Services like robotics, industrial automation and autonomous vehicles, will arise with 5G. The communications inside these systems will have the need to achieve ultra-low latencies, which will require the 5G frame structure to become more flexible and faster than the current generation one. Alongside ultra-low latencies, requirements like high reliability and availability will also be crucial [8].

Connecting massive IoT

Characterized by requiring power efficiency, good coverage and low complexity, available concepts like Smart Cities will require remote sensors and actuators to track objects, manage lighting stops, traffic flow or parking lots.
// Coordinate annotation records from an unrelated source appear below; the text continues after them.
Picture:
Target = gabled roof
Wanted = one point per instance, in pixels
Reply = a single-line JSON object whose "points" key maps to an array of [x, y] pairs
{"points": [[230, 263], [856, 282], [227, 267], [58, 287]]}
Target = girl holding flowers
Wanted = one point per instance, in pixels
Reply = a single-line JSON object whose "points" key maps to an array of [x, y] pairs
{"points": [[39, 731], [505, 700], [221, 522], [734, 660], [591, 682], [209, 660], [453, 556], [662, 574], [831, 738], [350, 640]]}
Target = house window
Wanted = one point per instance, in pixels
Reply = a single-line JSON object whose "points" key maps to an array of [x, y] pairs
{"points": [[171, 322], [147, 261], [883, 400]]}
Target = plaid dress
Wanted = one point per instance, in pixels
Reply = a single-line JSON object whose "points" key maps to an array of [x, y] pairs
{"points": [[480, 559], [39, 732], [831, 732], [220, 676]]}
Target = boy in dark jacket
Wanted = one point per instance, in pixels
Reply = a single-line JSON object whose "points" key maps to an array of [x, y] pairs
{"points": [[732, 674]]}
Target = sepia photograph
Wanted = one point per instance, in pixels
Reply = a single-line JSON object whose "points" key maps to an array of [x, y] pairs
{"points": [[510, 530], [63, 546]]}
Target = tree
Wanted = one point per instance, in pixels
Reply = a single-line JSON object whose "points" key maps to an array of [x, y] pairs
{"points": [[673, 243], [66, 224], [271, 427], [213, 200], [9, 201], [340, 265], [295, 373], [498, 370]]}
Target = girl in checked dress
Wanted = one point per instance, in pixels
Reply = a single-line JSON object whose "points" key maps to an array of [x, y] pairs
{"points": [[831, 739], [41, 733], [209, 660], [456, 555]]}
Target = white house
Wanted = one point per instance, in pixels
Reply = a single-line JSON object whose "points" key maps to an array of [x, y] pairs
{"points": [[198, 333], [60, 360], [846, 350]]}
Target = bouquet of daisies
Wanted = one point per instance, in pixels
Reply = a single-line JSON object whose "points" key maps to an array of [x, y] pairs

There is going to increase the need for bandwidth in order for the whole data created through all the sensors which include cameras to be able to flow.

Mobile Broadband Enhanced

Having started to see new concepts like Virtual Reality (VR), Augmented Reality (AR) and UHD video it is possible to predict that in the near future, services using these already implemented concepts will be greatly enhanced. Streaming of UHD videos from a cellphone will be also normal. These services, amongst others to be introduced, will require very high throughputs and ultra-low latencies while maintaining a more uniform experience, demanding this way the need to increase network capacity.

Figure 1.5: 5G diverse case scenarios, extracted from [1].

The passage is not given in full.